Tripleequals

Blog

Tales of the monorepo: migrating existing projects to the Lerna-driven monorepo with Yarn workspaces

Recently I volunteered in the challenge of migrating multiple full-blown commercial frontend projects into a single repository. Sit back and hear the story about trials and errors, after which I can admit that I have been able to face it.

Motivation

The frontend ecosystem in my company grows really fast. Even though we are all trying to keep an eye on everything going on around, it is quite tricky to discover the existing codebase pieces that - after minor adjustments - can be easily reused across multiple projects. We often end up having two or three components doing exactly the same with different implementation under the hood, which means that the area for potential bugs is bigger, and we need to maintain twice/three times as much as we could with proper architecture that raises the awareness about existing modules.

Splitting different business subdomains relying on the same technological stack (JS + React) into separate modules makes perfect sense. Even with code splitting and other modern optimization techniques, there is no point in creating one huge monolith. Projects must be independent and keeping them separate makes their build process easier to customize and avoids tight coupling with a specific set of dependencies that may not necessarily be used by each of them. Some of the code we craft, however, should have the ability to be easily plugged into other projects - shared atomic components (to be consistent with styling guidelines), code style plugin configs, or even whole screens that - despite displaying different data - are present in multiple software packages.

While we all admit that projects have to be independent in general, it is also natural to agree that in order to follow the DRY principle and reduce the amount of duplicated code, some pieces should be reused.

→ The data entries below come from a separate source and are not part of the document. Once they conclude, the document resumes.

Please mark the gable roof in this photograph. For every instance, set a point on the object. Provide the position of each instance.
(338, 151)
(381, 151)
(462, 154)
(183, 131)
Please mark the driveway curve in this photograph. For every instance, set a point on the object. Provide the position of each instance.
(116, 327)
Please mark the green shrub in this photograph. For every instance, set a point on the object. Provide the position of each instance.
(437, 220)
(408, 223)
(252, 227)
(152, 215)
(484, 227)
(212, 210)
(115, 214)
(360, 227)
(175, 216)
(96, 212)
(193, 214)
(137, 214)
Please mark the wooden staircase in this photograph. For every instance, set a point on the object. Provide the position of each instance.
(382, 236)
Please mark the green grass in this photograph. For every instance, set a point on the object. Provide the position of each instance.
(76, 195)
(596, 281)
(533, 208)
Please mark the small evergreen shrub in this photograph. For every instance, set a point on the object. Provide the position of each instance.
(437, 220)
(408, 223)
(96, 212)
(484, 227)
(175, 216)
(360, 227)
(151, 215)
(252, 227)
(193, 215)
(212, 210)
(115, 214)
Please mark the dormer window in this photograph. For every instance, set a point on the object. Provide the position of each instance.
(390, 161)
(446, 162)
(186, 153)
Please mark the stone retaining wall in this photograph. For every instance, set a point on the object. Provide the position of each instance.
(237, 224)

Placing multiple JS-based projects and their common dependencies in separate repositories without an automated process that links them together and keeps them up-to-date kills reusability.

sharing-dependencies-multiple-repos

The major bottlenecks in the above flowchart representing the current feature development process are indicated by asterisks. Some of the steps also require some manual overhead that involves context (repository) switching that reduces development efficiency even more.

When we intend to change something that is truly shared, we need to keep in mind that other projects dependent on that part of the software will be affected. Without enough system-wide knowledge about the entire frontend ecosystem, we can easily miss parts of it where the reusable piece of code we have just modified is enabled and, thus, potentially introduce a regression in the module we have not even touched.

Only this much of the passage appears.